The perimeter of a rectangle is ~2(H + L)~ where ~H~ and ~L~ are the height and length of the rectangle.

Subtask 1

In this subtask, both squares are congruent. Let the side length of the paintings be ~S~. An optimal configuration for all such cases is shown below.

Here, we see that the length of the rectangle with the smallest perimeter that encloses the two paintings has height of ~S~ and length of ~2S~. This means that the perimeter is ~2(2S + S) = 6S~.

Subtask 2

For this subtask, we have two squares. Let the side lengths of the paintings be ~S_1~ and ~S_2~ for Painting 1 and Painting 2, respectively. The best configuration is to put them side by side. An example of the optimal configuration is shown below.

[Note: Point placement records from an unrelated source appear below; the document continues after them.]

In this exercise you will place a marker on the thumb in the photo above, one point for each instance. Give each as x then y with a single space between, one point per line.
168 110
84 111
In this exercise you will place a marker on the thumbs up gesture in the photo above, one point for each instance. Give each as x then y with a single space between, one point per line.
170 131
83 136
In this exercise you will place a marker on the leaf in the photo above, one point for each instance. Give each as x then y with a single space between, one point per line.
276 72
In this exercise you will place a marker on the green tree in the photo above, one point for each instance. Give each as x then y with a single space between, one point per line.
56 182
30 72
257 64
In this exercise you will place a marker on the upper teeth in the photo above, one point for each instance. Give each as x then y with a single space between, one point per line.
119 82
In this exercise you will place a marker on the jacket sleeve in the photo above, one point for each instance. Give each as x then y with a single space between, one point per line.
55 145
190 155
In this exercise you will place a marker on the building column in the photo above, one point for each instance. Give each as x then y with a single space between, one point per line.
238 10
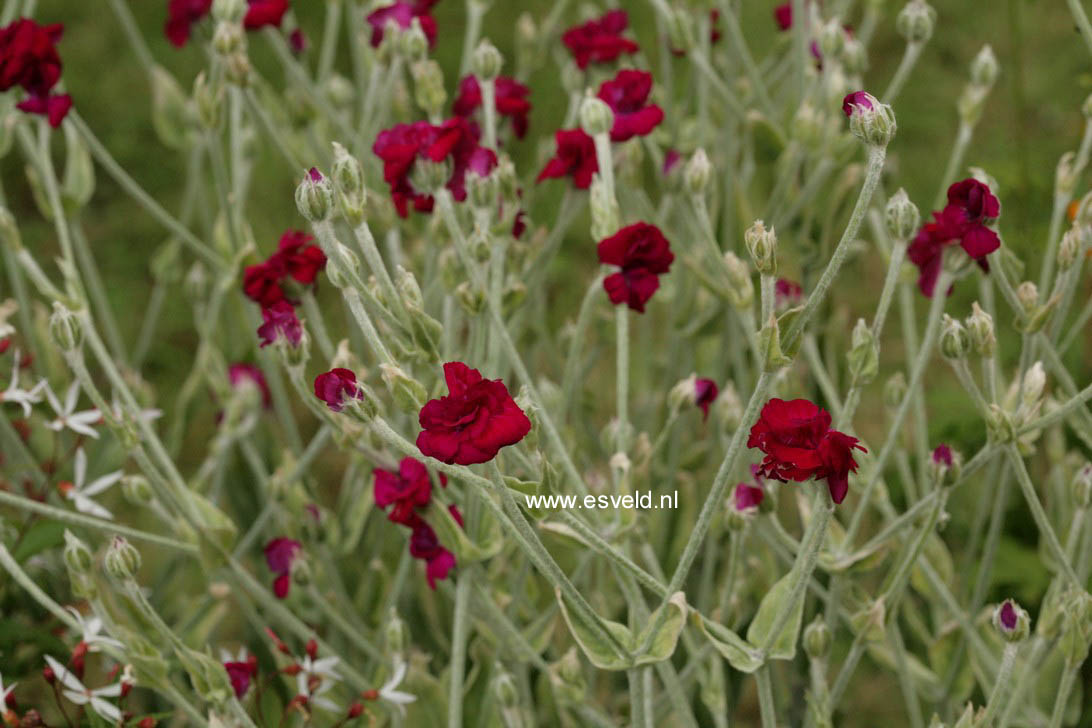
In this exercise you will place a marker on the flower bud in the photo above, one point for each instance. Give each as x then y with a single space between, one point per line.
408 393
697 174
762 246
954 341
595 117
817 639
902 216
487 61
742 289
122 560
348 181
1011 621
315 197
915 21
76 555
980 326
1080 488
66 327
984 68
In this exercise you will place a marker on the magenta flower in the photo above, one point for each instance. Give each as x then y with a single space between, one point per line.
627 95
704 391
280 556
280 320
336 388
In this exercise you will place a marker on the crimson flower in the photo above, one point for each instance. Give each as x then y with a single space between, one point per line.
574 157
240 673
971 209
424 545
408 489
473 421
280 320
510 100
280 556
704 391
600 40
336 388
799 445
402 14
627 95
28 59
643 253
402 145
239 373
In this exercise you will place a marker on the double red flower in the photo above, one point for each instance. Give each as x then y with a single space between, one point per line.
295 258
28 59
510 100
454 142
402 14
964 221
643 253
600 40
799 445
181 15
627 95
473 421
574 157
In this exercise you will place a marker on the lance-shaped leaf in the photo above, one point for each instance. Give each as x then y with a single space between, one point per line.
739 653
782 645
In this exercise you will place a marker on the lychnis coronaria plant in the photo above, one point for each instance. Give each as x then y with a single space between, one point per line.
462 362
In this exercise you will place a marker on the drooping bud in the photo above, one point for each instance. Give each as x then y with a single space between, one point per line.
122 560
954 341
66 327
487 61
915 21
1011 621
595 116
762 246
902 216
980 326
315 197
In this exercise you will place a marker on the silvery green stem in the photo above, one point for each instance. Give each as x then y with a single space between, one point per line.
138 193
1003 684
715 498
460 633
876 156
766 704
902 73
932 329
1042 521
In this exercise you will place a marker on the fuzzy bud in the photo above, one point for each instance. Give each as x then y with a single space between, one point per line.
66 327
817 639
315 197
915 21
980 326
902 216
487 61
954 341
762 246
122 560
595 117
1011 621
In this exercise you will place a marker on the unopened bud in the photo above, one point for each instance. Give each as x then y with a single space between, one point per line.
315 197
762 246
902 216
595 117
915 21
122 560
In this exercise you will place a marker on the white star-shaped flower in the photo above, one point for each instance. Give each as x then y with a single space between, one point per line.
81 695
68 417
80 494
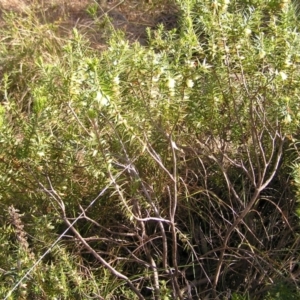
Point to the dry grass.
(130, 16)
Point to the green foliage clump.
(158, 172)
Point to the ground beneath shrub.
(92, 18)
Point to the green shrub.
(173, 161)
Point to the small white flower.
(189, 83)
(262, 54)
(171, 83)
(287, 119)
(283, 75)
(247, 31)
(116, 80)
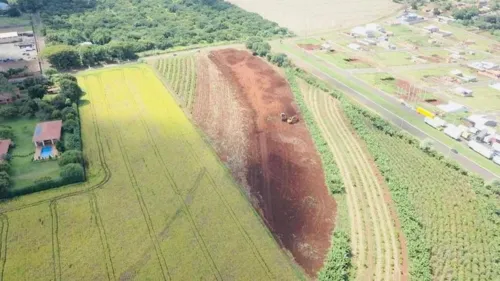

Here, we see that the perimeter of the rectangle with the smallest perimeter that encloses the two paintings has a height of ~\max(S_1, S_2)~ and length of ~S_1 + S_2~. Thus, we see that the answer is ~2(S_1 + S_2 + \max(S_1, S_2))~.

Subtask 3

For the last subtask, assume Painting 1 has a length of ~A~ and a height of ~B~ and Painting 2 has a length of ~X~ and a height of ~Y~. Like in previous subtasks, the optimal configuration may be to put them side by side. However, there may be another case of stacking one painting on top of another painting. As such, we will take the minimum perimeter of each case.

• Placed side by side: The best enclosed rectangle has a height of ~\max(B, Y)~ and a length of ~A + X~. Hence, the perimeter is ~2(\max(B, Y) + A + X)~.
• Stacked on top of each other: The best enclosed rectangle has a height of ~B + Y~ and a length of ~\max(A, X)~. Hence, the perimeter is ~2(\max(B, Y) + A + X)~.

Thus, the answer is ~\min(2(\max(B, Y) + A + X), 2(\max(A, X) + B + Y))~.